Tuesday, 16 March 2010

Rings, Medals and Xboxes - assignment.

Rings by Kiley Granberg 

I decided to take the route of pen and paper for my interview, I felt it was a lot more personal and also meant I took in more information instead of recording it, nodding where needed and glazing over dreaming of other things while the interviewee told me their live stories, well, favourite possessions.
I asked them these questions while conducting my interview:

1.If your house were on fire, what possession would you save?
2. How old were you when you got this possession?
3. How long have you had it for?
4.Does it have a retail value, how much did it cost?
5. Was it given to you as a gift or self bought?
6. What does it mean to you?
7. Is it replaceable, how would you feel if it got broken or lost?
8. Is it one of a kind?
9. How does it make you feel?
10. Would you ever let anyone use/borrow/have it?

I decided to ask men and women at different ranges of age to see if there was a link or not.

I noticed that women instantly chose a piece of jewellery, mostly a ring, be it a wedding ring or a ring passed down through their family.
I noticed that their opposite hand instantly went to their ring and played with it. As if to check it was still there and had not slipped off.

The women that had chosen their wedding ring were obviously still married, and a woman I asked who was divorced answered that a ring, given to her by her mother was her “chosen possession” Though it was a wedding ring, it held a different meaning of love, but her family’s love and the bond between her mother and father.
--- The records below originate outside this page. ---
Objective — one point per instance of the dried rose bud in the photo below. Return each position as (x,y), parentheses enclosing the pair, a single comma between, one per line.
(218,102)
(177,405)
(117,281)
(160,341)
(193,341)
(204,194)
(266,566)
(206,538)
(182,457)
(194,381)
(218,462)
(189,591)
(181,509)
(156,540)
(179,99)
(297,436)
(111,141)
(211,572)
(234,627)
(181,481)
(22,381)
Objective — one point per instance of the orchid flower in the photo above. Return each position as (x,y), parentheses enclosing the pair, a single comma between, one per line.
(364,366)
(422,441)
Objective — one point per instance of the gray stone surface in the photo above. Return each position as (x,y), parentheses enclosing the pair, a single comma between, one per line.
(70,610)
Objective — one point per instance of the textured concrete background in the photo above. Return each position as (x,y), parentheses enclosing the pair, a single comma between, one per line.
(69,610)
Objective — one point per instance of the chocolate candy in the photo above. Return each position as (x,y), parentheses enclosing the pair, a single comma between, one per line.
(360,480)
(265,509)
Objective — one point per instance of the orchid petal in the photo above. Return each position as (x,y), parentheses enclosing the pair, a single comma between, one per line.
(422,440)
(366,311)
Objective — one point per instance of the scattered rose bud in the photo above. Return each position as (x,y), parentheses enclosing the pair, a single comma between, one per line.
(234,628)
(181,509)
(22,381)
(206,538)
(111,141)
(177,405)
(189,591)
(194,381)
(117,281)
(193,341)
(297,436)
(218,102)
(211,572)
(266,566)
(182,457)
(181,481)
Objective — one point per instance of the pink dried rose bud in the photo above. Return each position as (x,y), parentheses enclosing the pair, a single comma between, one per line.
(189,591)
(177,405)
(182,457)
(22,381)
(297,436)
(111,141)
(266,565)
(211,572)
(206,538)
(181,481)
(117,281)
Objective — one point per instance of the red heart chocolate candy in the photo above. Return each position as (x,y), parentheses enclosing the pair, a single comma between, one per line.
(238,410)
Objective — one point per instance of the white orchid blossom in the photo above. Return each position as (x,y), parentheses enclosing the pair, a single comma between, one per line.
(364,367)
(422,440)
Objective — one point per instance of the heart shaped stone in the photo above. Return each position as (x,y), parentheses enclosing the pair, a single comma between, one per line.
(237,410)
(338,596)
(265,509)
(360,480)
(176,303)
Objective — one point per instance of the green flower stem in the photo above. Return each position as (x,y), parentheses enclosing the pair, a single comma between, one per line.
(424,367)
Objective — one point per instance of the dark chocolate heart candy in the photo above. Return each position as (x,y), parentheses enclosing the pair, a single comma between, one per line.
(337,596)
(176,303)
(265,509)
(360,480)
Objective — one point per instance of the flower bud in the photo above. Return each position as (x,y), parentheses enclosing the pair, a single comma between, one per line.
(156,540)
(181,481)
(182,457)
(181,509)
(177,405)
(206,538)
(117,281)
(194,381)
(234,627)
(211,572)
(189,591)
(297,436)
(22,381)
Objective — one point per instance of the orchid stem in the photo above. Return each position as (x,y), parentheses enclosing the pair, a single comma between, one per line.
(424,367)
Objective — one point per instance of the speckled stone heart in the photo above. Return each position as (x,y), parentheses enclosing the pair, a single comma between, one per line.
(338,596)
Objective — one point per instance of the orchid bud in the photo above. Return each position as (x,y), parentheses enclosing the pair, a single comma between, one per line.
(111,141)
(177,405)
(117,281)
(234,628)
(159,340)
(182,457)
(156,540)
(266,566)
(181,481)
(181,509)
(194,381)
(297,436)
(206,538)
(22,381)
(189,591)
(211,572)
Asking the women who answered with their wedding ring, I then asked what would happen if it got lost or stolen. Their faces instantly fell, and again they twisted their wedding ring about their finger. I got varied answers that all basically said that they would be devastated but they could always get a new ring, as the meaning of a wedding ring was still with them, being their husband.

However, the lady who answered, her mother’s wedding ring, face fell like the others except she clutched her hand instead of just twisting the ring. She said she would be utterly devastated as her mother and father had both passed away, and it was almost as if it was her last, touchable memory of them.
With this type of possession it was a lot more sentimental than a wedding ring, I thought. As the other women stated, they could always get a new ring, their husbands and the rings meaning would always be there, as long as the marriage lasted, but completely the opposite for the other lady. She could never get the same ring or her mother and father back.

They were worth sentimental value rather than retail value.

The men however chose other things. Young teenage boys tended to go for a piece of technology, like an xbox or a playstation. With technology these days, people are able to communicate through online gaming, so their choice of possession has a social aspect to it. They could loose all their “status points, medals and friends” on it if they lost their console.
Although a virtual possession, they had still worked hard for them. Almost like the saving of money to buy a wedding ring.

Their possessions didn’t have as much of a sentimental value, more a retail value. But I think this is because they are still “young” and living their lives. They haven’t encountered marriage yet or any other “big” thing to happen in their life, like a war…

Which brings me to my next point. I asked a man what his chosen possession would be, and he said it was a medal from his grandfather from the 1st world war. Obviously a more “masculine” piece of jewellery similar to the lady who had her mothers wedding ring.
I asked him what would he do if he lost it and he shook his head and said that it would be possibly one of the worst things to happen. He said that it meant to much to him and that it made him so proud that his grandfather had helped fight in The Great War.
Though not on display like the other jewellery pieces that were chosen, it still meant a great deal to him, if not possibly more. Again, a huge sentimental piece, that although it would be worth a good deal of money, he wanted it to be passed down generations in his family so his grandfathers story could be told, and also so people wouldn’t forget about the wars in time.

These jewellery pieces may not have been one of a kind (least some were not) but they all held a completely different story and meaning to their owners.

I don’t think they were pieces to be borrowed as no one can really wear someone else’s ring unless it is given to them. So these pieces would be handed down generations I feel.
Unless we are talking about the xbox and playstations, where you might be given one, if they had a spare! 

1 comment:

cap'n scurvy. said...

i would save:
my mac, my xbox, my graphic novels, my vengeance trilogy box set, my digital and film slr's, photographs, some drawings, some vinyl and my glow worm.
i hate that question. keeps me up at night, as a child i had a plan. i would put all my favourite things in a duvet tie it up with my dressing gown cord and throw it out the window.
as i've got older i find it easier to adopt a buhddist appproach to material posessions, the only thing i would really risk myself for is a photo of my dead cat.
i was obsessed in 3rd year with the emotions and importance people charge physical objects with and started comparing mementos with religious reliquaries.
i think the importance people charge these objects with has a lot to do with personal identity as much as anything.